It's that time of my life I guess. The time where I have no idea where I am, who I am, or what the hell I'm doing. I'm always trying to find something... But I have no idea what it is. Well, I guess the best way to describe where I'm at right now is through poetry. So here it is.
I'm always getting so lost
I'm staring and I'm stuck in space
Something on earth pulls me and I hit my head on the way down
I've never known where I was
Nor have I known why I was
I still don't understand
And again before I can gather myself, I'm back in space
Absolutely unaware of reality
How can I stay here when it's so hard to see?
How can you ask an ant to tell you where it would like to go when all it can see is the few blades of grass in front of it?

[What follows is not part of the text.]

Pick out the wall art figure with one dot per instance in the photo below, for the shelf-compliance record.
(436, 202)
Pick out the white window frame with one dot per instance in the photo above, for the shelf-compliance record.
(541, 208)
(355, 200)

Its answer will always be uninspiring
And so is mine
So I spend all day in space until something brings my soul crashing down in a spirit shattering fashion
I'm always crushed
So I return to space to put the pieces back together without the unbearable weight of gravity to limit my reconstruction
But I always fall again
Always shattering more
And so I shatter into so many pieces, I find myself unable to decipher the puzzle
No matter how hard I try, I've accepted that I'll never be together again
So I stay lost. So I stay broken.
And that is who I am; maybe who I'll always be
After reading this over, I realize that it is pretty depressing. It's depressing not to know what you want. It's depressing not to know where to go. Uncertainty is just stressful altogether. But sometimes space isn't a bad place to be (Metaphorically speaking). I struggle with the fact that I'm so lost but I need to be somewhere on earth. There's a place that needs me. Somewhere I need to be, and I can't keep escaping reality to avoid that. I try deciphering my feelings, but I don't even know what they are. It's perfectly fine to be clueless sometimes though. Maybe it's even better that way. Maybe the point isn't to decipher the puzzle, but to accept that the puzzle undecipherable.